What would 31 billion anually be able to pay for? To put a sum like $31 billion annually into perspective, it is a massive amount of money—especially when scaled to a state level like California. To give you an idea of what that kind of money can buy, look at how it compares to real-world infrastructure, state budgets, and public programs.


1. Wiping Out State Deficits and Building Reserves

State budgets often fluctuate wildly based on tax revenue. A consistent $31 billion every year could completely reshape a state's financial health:   

  • Erase Deficits: For context, California's projected state budget deficit for the 2025–2026 fiscal year was estimated at around $11.8 billion to $15 billion. A single year of $31 billion could wipe out that entire deficit and leave over $15 billion in surplus.
  • Max Out Rain Day Funds: It could more than double California's total rainy-day financial reserves (the Budget Stabilization Account), which sits around $11.2 billion.

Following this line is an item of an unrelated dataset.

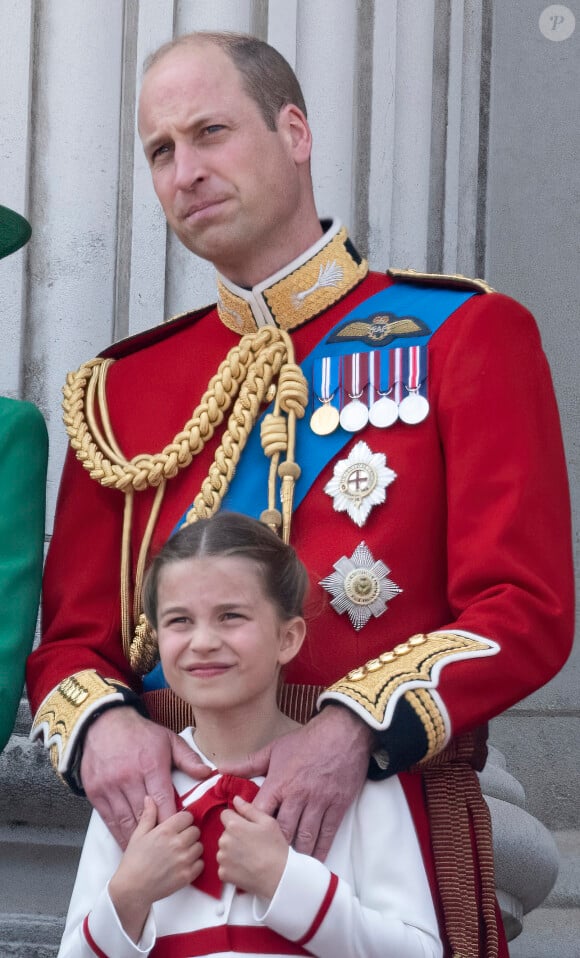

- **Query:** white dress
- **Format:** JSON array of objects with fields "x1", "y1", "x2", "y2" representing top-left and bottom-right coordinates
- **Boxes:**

2. Massive Infrastructure & Transit Projects

Large-scale infrastructure projects are notorious for their high costs, but $31 billion a year would allow a state to build or repair vast amounts of public works without taking on debt:

  • High-Speed Rail: California’s ongoing High-Speed Rail project (stretching from San Francisco to Los Angeles) has faced massive delays and spiraling costs, estimated at well over $100 billion total. $31 billion annually could fully fund and finish the entire multi-decade megaproject in roughly 3 to 4 years.
  • Bridges and Highways: The historic rebuild of the San Francisco–Oakland Bay Bridge Eastern Span cost roughly $6.5 billion. You could build nearly five of those megabridges every single year.
  • State-of-the-Art Schools: In California, building a brand new, massive, high-tech public high school from the ground up (including expensive land acquisition) costs roughly $350 million. With $31 billion, a state could construct nearly 90 brand-new high schools every year.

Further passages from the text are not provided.